Verbraucher klagten die Republik Österreich auf Schadenersatz.

In den Jahren 1994 und 1995 führte die Kronen-Zeitung in Zusammenarbeit mit dem Reiseveranstalter Arena-Reisen eine Werbeaktion für Abonnenten durch. Von seiten Arena-Reisen wurden Gratisreisen angeboten. Bei diesen Gratisreisen mussten Personen ohne Begleitperson einen Einzelzimmerzuschlag in Höhe von S 500,-- bezahlen, wer eine Begleitperson mitnahm, musste für die Begleitperson den vollen im Reiseprospekt angegebenen Preis zahlen.
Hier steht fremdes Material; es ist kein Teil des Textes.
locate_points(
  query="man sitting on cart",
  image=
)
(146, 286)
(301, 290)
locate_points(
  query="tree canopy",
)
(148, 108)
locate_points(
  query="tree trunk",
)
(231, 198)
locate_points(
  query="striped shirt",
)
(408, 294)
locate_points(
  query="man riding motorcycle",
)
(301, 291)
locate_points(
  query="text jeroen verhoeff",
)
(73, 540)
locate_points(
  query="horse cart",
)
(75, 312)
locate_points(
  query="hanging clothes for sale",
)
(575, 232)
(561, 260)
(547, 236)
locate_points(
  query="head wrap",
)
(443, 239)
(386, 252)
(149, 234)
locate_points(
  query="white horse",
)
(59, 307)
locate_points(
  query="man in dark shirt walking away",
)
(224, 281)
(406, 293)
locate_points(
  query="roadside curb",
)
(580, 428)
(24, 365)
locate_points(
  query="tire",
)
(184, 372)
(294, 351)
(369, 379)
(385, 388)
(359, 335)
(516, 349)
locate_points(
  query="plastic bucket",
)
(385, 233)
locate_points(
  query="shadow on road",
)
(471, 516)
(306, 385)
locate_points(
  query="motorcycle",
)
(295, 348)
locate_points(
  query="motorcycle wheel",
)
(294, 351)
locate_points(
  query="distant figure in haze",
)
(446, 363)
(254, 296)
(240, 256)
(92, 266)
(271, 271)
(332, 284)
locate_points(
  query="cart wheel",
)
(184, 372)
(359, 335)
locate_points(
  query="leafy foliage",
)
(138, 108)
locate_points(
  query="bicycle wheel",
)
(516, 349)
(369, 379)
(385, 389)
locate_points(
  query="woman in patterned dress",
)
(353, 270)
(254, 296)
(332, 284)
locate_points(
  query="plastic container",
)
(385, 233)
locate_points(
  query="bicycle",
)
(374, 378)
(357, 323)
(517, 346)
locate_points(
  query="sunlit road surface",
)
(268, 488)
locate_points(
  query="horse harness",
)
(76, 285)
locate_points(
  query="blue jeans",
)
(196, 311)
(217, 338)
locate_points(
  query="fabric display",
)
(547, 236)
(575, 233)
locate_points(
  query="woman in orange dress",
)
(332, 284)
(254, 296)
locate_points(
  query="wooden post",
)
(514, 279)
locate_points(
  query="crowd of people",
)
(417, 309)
Die Aktion fand großen Anklang, überforderte den Reiseveranstalter und dieser musste am 4.7.1995 Konkursantrag stellen.

Jene Verbraucher, die ihre Reisen noch im Jahre 1994 gebucht hatten, erhielten keinerlei Entschädigung, da die Reisebürosicherungsverordnung erst mit 1.1.1995 in Kraft trat. Jene Reisenden, die nach dem 1.1.1995 gebucht hatten und die Reise nach dem 1.5.1995 hätten antreten sollen, waren grundsätzlich durch eine Bankgarantie abgesichert. Die vom Reiseveranstalter erbrachte Bankgarantie über öS 4 Millionen reichte aber zur Erstattung der gezahlten Reisekosten nicht aus. Es ergab sich eine Deckungsquote von nur 25,38% der bezahlten Beträge.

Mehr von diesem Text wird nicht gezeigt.